Subsequently, the ratio improved markedly, reaching 4.06 by December 31, 2020, and continued to strengthen through to June 30, 2021, peaking notably at 26.00 on June 30, 2022. During this period, the company demonstrated a strong capacity to meet its interest obligations, with ratios consistently well above 10, indicative of robust financial health and income-generating capacity relative to interest expenses.
From September 30, 2021, through December 31, 2022, the interest coverage ratio remained high, at 14.32 and 37.62 respectively, reaffirming the company's improved ability to service interest obligations. However, a decline commenced thereafter; by March 31, 2023, the ratio had decreased to 19.65, and further to 7.21 by September 30, 2023. This downward trend suggests a reduction in EBIT relative to interest expenses, implying increased financial strain or decreased profitability.

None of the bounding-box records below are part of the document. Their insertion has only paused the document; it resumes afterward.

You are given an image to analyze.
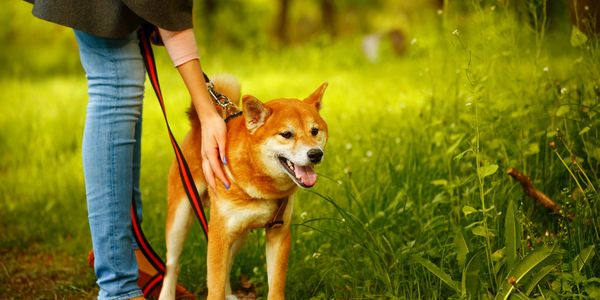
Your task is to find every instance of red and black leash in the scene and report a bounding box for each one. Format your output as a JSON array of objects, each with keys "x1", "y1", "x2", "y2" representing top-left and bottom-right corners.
[{"x1": 131, "y1": 25, "x2": 209, "y2": 297}]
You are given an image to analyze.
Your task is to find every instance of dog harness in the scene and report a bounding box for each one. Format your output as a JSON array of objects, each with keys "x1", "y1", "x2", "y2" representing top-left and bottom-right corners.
[{"x1": 131, "y1": 23, "x2": 288, "y2": 297}]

The ratio turned negative again post-December 2023, with figures such as -2.80 in December 2023, -1.92 in June 2024, and continuing into negative territory through March 2025, reaching -6.01. These negative values indicate that the company's EBIT was insufficient to cover interest expenses during these periods, signaling potential difficulties in meeting debt obligations and a deterioration in financial stability.
Overall, the interest coverage ratio illustrates a history of substantial variability, from weak coverage in early 2020 to periods of strong coverage during 2021 and mid-2022, followed by a visible decline into negative territory from late 2023 onward. The trend suggests increasing financial stress, with the company's ability to generate sufficient earnings to cover interest expenses diminishing significantly over the more recent periods.